# Week 3: Data Cleaning and Transformation


## Objectives:
In this week, you will:
1. Learn how to identify and clean dirty data.
2. Practice transforming data to prepare it for analysis.
3. Understand how to handle missing data, duplicates, and outliers.




## 1. Data Cleaning Basics
Data cleaning is an essential step in the data preparation process. Cleaning involves fixing or removing incorrect, corrupted, or incomplete data from your datasets. Let's explore the techniques that help in cleaning data efficiently.

### Common Data Issues:
- **Missing Data**: Missing values in a dataset can skew analysis.
- **Duplicate Data**: Duplicates can create misleading statistics.
- **Outliers**: Extreme values that deviate from other data points.

### Techniques:
- `.isnull()`, `.dropna()`, and `.fillna()`
- `.duplicated()`, `.drop_duplicates()`
- Detecting and handling outliers with IQR or Z-score.
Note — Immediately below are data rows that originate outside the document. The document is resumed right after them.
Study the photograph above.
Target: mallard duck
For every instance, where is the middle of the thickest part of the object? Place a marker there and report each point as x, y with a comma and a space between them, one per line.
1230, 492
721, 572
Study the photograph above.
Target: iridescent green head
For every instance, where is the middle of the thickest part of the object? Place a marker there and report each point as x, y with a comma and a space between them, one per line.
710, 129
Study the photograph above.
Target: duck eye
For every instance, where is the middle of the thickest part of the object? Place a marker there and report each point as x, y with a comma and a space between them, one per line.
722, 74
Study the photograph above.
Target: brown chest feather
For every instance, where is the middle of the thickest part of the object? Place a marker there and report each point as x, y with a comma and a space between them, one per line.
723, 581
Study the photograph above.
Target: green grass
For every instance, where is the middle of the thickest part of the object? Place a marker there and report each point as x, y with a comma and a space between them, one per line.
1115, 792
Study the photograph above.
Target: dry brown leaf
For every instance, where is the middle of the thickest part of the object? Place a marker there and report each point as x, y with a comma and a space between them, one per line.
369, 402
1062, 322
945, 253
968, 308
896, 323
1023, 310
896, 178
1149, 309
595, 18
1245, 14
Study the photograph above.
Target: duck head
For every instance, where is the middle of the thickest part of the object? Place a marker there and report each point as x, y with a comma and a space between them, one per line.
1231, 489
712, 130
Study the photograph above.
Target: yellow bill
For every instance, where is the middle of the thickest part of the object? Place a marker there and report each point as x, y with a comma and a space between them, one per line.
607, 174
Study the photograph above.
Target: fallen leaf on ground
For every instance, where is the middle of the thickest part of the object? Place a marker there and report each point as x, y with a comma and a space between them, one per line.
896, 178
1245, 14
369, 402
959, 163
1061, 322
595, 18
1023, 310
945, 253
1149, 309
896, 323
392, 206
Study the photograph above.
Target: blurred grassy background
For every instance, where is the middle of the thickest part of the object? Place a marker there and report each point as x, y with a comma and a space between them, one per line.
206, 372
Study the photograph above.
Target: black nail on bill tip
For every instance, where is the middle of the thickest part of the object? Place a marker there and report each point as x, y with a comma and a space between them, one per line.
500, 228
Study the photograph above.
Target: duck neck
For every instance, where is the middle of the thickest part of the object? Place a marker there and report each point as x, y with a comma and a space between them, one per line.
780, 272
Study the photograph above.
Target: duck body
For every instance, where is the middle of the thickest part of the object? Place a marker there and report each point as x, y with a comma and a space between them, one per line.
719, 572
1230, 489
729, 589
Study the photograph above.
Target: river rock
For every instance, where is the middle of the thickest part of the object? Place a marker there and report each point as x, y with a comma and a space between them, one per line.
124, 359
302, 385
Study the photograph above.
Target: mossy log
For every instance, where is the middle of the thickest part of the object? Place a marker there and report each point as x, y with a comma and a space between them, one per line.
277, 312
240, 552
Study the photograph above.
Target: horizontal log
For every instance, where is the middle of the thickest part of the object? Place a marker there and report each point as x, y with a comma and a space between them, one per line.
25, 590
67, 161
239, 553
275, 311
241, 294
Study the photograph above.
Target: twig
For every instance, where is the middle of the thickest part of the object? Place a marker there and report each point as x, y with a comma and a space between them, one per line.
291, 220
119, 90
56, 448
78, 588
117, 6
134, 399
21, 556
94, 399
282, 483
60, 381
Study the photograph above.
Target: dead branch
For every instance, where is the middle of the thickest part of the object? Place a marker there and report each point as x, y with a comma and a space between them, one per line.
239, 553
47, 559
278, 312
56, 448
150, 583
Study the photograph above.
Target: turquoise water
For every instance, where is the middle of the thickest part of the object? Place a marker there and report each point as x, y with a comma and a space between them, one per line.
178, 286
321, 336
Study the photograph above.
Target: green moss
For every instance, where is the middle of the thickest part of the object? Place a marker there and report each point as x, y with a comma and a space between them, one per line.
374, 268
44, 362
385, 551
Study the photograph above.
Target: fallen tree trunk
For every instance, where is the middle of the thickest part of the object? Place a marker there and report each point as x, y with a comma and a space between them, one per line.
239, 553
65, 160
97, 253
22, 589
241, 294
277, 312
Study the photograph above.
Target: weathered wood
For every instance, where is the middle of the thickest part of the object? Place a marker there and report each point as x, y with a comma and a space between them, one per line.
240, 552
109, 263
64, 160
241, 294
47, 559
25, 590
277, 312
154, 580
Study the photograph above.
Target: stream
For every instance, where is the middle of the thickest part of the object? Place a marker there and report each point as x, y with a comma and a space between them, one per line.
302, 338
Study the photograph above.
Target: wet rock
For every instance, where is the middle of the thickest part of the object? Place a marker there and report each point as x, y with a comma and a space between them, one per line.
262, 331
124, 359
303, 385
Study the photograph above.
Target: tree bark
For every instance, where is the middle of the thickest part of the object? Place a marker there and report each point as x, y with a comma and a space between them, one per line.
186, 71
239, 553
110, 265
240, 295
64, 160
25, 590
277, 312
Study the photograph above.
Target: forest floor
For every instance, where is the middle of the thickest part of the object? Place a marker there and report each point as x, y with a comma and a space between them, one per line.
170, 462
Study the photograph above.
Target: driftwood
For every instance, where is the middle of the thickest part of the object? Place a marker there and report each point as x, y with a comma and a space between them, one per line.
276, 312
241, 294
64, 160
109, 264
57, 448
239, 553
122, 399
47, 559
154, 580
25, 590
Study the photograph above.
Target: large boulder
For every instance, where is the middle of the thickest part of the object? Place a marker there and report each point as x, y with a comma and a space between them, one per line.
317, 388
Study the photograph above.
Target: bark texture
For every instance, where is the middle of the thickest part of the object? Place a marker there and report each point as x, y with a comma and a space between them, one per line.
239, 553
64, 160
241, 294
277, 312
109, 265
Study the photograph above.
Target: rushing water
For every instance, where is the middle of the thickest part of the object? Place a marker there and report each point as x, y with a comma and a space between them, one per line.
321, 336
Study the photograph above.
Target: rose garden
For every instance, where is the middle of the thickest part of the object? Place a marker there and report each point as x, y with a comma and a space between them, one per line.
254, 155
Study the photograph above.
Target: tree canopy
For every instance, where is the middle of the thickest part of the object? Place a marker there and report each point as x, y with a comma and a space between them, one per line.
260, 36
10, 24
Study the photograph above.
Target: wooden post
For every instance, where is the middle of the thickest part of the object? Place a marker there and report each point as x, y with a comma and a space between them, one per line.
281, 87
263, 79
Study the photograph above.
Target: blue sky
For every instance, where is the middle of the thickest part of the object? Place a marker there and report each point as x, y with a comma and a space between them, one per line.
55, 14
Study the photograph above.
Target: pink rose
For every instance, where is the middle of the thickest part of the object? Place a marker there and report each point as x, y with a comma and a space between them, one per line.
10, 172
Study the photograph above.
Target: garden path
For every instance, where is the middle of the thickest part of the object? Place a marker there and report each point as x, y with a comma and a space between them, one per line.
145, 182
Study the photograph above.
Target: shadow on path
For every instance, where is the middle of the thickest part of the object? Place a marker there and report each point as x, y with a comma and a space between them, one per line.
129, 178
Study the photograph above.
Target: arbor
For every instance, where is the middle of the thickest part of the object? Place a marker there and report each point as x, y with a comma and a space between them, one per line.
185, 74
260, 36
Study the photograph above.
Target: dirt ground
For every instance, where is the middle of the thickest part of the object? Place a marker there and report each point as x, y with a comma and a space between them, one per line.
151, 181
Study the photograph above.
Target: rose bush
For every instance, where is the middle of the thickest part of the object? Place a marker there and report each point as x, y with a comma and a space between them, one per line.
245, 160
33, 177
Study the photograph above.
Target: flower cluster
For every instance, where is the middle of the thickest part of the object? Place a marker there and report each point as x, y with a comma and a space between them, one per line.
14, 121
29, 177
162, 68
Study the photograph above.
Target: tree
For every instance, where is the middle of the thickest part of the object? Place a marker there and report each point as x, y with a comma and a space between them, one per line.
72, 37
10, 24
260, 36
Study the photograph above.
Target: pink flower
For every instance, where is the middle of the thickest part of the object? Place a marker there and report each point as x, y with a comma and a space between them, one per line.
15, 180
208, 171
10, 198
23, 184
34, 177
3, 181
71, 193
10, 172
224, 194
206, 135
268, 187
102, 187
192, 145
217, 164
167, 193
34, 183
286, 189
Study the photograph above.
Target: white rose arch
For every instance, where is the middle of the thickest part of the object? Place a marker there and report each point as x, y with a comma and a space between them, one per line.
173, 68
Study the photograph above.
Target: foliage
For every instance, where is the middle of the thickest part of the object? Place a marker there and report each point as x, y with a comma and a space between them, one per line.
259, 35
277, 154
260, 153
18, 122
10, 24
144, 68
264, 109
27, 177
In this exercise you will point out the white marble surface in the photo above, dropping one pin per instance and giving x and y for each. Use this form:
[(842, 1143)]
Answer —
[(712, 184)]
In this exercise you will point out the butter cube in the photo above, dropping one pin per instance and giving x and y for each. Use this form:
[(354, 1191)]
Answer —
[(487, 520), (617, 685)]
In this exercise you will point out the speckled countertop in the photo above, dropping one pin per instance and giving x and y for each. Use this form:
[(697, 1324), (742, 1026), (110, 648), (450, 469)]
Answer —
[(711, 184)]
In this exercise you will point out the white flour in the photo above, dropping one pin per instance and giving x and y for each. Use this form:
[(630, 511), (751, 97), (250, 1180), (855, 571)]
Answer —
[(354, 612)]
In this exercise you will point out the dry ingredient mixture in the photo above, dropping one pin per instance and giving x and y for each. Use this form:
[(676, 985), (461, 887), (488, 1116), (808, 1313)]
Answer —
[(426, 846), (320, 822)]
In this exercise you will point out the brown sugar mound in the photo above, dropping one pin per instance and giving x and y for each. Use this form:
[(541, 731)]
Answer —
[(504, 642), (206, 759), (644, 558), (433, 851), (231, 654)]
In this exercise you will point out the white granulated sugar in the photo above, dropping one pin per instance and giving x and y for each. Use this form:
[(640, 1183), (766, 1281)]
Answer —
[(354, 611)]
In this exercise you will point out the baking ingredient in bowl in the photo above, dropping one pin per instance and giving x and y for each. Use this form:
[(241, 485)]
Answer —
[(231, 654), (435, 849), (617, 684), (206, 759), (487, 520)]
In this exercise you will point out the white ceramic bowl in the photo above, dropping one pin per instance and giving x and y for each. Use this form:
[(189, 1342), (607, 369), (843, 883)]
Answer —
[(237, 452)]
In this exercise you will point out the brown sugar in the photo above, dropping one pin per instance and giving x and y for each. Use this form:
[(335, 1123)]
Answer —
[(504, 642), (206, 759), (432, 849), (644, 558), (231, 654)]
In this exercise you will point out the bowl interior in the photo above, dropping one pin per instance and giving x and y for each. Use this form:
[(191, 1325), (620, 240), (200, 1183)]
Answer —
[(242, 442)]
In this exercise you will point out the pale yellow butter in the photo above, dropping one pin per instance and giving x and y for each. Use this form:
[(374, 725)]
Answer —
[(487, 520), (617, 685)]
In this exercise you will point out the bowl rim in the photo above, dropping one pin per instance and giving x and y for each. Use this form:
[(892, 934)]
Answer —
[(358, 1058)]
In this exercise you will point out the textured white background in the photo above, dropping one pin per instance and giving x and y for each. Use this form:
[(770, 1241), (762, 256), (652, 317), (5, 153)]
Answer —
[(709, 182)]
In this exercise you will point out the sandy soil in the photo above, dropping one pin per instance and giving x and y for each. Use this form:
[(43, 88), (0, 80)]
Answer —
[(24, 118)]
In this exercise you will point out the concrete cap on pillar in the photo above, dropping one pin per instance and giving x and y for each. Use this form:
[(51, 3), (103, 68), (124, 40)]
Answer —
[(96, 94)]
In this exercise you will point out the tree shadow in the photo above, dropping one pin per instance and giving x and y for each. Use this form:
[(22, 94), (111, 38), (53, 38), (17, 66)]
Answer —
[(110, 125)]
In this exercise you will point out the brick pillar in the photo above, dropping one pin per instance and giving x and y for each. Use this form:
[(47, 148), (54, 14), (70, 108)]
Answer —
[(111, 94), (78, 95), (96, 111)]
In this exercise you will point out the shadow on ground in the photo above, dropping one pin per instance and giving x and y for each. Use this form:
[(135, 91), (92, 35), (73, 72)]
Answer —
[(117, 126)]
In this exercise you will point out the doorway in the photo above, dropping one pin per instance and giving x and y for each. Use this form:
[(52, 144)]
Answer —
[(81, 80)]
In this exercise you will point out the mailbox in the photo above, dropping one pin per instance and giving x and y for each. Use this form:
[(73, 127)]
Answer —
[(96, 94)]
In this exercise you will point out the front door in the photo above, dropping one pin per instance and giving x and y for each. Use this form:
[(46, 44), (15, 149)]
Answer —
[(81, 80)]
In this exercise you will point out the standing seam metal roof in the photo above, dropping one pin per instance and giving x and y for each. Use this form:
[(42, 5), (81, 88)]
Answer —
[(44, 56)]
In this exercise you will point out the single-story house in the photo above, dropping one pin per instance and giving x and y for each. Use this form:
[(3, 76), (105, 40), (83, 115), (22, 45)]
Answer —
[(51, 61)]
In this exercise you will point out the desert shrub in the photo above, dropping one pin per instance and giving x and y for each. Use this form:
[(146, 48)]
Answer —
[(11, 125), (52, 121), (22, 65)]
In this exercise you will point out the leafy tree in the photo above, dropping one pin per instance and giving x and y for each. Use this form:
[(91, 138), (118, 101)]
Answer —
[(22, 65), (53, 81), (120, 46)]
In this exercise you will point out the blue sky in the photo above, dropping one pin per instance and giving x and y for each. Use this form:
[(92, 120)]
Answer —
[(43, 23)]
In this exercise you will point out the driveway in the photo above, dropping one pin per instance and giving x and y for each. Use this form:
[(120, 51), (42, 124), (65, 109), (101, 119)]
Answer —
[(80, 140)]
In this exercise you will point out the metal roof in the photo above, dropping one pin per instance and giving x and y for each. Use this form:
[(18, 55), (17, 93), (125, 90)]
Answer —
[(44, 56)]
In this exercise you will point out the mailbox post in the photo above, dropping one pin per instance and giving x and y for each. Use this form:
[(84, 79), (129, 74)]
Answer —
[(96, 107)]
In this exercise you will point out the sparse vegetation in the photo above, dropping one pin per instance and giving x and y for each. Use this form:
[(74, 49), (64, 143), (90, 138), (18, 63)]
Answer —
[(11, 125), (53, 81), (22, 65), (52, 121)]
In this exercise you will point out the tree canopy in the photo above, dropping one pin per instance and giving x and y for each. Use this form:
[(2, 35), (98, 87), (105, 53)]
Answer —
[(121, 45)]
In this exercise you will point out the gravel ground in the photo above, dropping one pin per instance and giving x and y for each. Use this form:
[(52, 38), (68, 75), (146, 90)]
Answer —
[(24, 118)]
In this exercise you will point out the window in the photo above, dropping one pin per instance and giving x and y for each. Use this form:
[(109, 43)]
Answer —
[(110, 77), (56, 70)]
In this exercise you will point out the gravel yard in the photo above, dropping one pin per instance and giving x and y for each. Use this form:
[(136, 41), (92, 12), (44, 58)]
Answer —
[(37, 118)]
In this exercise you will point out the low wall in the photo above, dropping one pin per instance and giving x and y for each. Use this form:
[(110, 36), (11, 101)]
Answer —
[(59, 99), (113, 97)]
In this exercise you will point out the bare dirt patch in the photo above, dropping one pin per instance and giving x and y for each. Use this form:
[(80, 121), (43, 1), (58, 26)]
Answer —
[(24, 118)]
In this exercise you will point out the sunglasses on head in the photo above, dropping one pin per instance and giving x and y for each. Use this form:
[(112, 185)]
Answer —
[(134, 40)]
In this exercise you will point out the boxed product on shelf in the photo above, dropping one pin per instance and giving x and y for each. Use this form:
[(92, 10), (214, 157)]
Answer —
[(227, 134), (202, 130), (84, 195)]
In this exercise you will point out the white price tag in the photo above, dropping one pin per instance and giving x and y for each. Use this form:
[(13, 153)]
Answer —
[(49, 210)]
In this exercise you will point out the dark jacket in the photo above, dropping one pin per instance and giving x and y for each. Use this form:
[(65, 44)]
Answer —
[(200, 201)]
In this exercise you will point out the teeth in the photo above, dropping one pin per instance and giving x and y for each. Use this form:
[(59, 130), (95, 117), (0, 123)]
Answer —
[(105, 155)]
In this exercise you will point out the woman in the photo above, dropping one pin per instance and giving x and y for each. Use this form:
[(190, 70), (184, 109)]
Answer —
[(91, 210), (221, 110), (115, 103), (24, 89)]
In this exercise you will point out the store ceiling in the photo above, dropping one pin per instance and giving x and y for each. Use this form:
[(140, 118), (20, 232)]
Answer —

Let's start by loading a dataset and identifying these common issues.


In [1]:

# Importing pandas and loading a sample dataset
import pandas as pd

# Sample dataset with some missing, duplicate, and outlier values
data = {
    'Visitor ID': [1, 2, 2, 3, 4],
    'Visit Date': ['2024-01-01', '2024-01-02', None, '2024-01-03', '2024-01-04'],
    'Location': ['Park A', 'Museum B', 'Museum B', 'Park A', 'Beach C'],
    'Visitors': [200, 150, 150, 300, 5000],  # Notice the outlier in Visitors
    'Revenue': [1000, 750, 750, 1500, None]  # Missing value in Revenue
}

df = pd.DataFrame(data)

# Display the dataset
df


Unnamed: 0,Visitor ID,Visit Date,Location,Visitors,Revenue
0,1,2024-01-01,Park A,200,1000.0
1,2,2024-01-02,Museum B,150,750.0
2,2,,Museum B,150,750.0
3,3,2024-01-03,Park A,300,1500.0
4,4,2024-01-04,Beach C,5000,



## 2. Handling Missing Data
Missing data is a common issue in datasets. It is important to decide whether to remove rows with missing values or to fill them with estimates. 

### Methods:
- **Drop missing values**: Use `.dropna()`
- **Fill missing values**: Use `.fillna()` with mean, median, or other statistics.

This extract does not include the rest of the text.